The Minnesota Department of Vehicle Services had a sneaking suspicion that at least some of the state issued driver’s licenses they had been handing out the past few years were frauds. So they embarked on an effort to find and remove the fakes. They used federally issued facial recognition software and hands-on manual labor to search through all the photos–all 11 million photos-and discovered about 24,000 were possible fakes. Of those they have already identified 10,000 which they are certain are fakes.

These licenses were immediately canceled.

Minnesota is just the first of what is expected to be numerous states which will be culling their records for fraudulent licenses. With a fake driver’s license a criminal could obtain a mortgage, any sort of bank loan; or even a passport. A U.S. issued driver’s license is an easy way to obtain all sorts of fraudulent records. For someone looking to do something bad, a fraudulent Minnesota driver’s license is the first step.
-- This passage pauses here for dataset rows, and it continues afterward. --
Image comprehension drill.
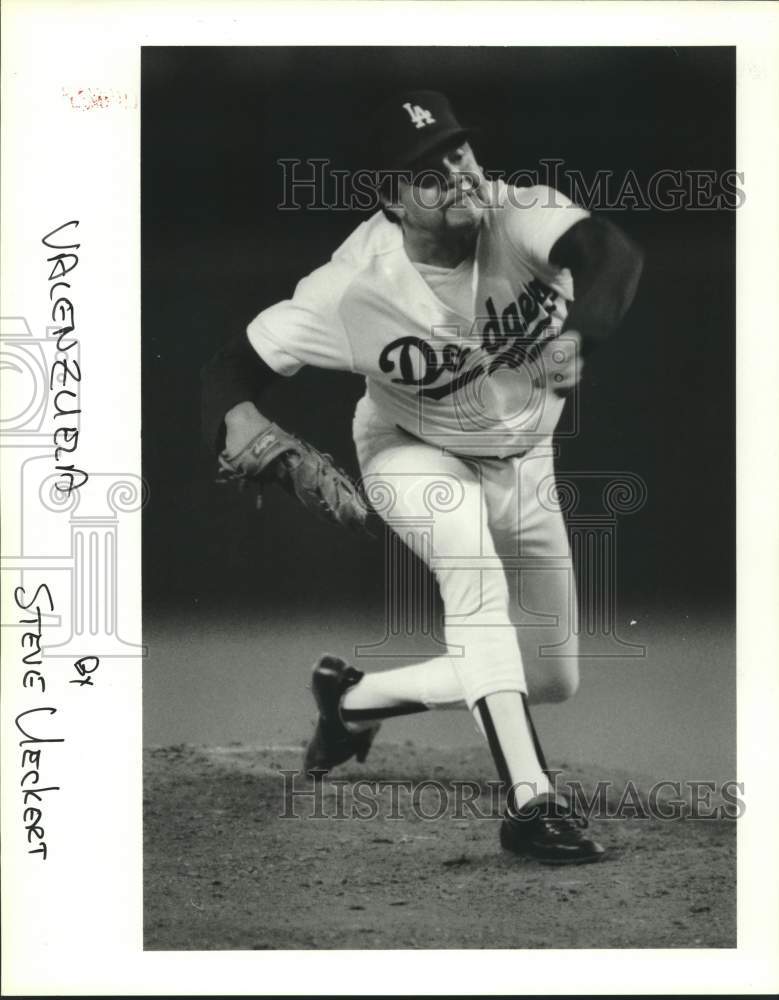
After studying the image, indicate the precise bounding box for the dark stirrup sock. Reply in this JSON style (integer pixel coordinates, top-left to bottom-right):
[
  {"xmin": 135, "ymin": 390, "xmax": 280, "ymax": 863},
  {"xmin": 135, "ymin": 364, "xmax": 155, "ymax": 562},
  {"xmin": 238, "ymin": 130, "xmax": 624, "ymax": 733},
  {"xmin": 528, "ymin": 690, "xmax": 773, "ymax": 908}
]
[{"xmin": 522, "ymin": 691, "xmax": 554, "ymax": 785}]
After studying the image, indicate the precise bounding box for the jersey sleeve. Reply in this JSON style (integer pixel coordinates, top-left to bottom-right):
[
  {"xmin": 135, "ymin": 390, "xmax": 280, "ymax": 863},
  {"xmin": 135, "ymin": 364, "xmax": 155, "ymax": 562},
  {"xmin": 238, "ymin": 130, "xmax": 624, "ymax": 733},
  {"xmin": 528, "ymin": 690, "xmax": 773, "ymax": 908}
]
[
  {"xmin": 502, "ymin": 184, "xmax": 590, "ymax": 272},
  {"xmin": 246, "ymin": 260, "xmax": 354, "ymax": 375}
]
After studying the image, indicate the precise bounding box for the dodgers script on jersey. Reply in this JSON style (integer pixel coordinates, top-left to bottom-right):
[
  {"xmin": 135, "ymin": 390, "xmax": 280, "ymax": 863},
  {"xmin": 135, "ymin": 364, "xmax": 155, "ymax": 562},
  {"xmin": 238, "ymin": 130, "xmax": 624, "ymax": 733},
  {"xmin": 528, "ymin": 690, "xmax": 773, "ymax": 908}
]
[{"xmin": 248, "ymin": 181, "xmax": 589, "ymax": 456}]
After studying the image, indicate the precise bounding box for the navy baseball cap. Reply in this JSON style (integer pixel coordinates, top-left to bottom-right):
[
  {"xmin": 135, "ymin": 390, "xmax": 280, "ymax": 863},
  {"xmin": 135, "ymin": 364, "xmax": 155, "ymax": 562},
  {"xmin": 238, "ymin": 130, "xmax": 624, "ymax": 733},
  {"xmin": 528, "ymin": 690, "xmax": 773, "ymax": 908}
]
[{"xmin": 370, "ymin": 90, "xmax": 473, "ymax": 170}]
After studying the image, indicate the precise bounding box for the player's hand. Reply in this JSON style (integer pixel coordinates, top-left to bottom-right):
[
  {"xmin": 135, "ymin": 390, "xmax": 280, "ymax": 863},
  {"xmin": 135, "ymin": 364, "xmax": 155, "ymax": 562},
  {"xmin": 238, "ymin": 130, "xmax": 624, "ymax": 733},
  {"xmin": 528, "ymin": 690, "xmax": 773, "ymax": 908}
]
[
  {"xmin": 534, "ymin": 330, "xmax": 584, "ymax": 396},
  {"xmin": 224, "ymin": 402, "xmax": 271, "ymax": 456}
]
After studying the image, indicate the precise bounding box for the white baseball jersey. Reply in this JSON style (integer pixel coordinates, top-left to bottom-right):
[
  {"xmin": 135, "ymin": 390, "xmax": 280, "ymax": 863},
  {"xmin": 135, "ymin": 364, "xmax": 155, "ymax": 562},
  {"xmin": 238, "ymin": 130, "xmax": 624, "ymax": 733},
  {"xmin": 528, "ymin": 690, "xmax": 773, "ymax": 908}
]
[{"xmin": 248, "ymin": 181, "xmax": 589, "ymax": 456}]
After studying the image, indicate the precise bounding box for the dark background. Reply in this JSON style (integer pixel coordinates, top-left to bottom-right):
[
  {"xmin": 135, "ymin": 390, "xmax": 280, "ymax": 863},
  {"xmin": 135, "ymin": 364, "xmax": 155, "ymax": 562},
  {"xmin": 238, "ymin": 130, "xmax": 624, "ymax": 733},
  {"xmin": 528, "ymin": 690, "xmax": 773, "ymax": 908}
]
[{"xmin": 142, "ymin": 47, "xmax": 736, "ymax": 617}]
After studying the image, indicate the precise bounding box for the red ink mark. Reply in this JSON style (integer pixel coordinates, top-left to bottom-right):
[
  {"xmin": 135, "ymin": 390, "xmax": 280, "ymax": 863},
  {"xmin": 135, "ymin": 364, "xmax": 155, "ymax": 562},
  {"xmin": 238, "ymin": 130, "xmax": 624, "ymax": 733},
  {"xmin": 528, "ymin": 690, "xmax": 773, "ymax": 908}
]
[{"xmin": 62, "ymin": 87, "xmax": 138, "ymax": 111}]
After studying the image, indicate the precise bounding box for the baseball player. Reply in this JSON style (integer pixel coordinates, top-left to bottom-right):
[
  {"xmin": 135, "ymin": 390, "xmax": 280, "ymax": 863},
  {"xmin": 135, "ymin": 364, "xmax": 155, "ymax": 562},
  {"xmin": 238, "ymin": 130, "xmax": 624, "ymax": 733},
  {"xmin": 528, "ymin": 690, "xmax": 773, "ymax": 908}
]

Of these 24,000 driver’s licenses, about 10,000 have been canceled. Beyond that, not much else has been done. Not a single name has been given yet to the Department of Human Services to check for welfare or food stamp fraud, and no names have been given or the Secretary of State to check against the voter rolls.

And what about criminal prosecution? Well, that is a very good question.

“All I can say we’ve referred 5,500 cases to an agency who can take any action necessary,” Neville said.

But the state won’t say which law enforcement agency, and the FOX 9 Investigators could only find a handful of prosecutions.

Those include people like Edward Sistrunk, aka Antonio Andolini, convicted last month for mail fraud and identity theft. He had state ID cards and Minnesota driver’s licenses under at least nine different names.

Under one identity alone he got 10,381 in benefits from Hennepin County Human Services and another $1,190 in housing assistance from Anoka County. He used those real IDs to get credit cards, counterfeit checks, and even other IDs in South Dakota.

So with 23,000 potential fraudulent IDs, shouldn’t we know who’s job it is to hold accountable? Neville said that’s law enforcement’s job, but law enforcement doesn’t give anyone to call up.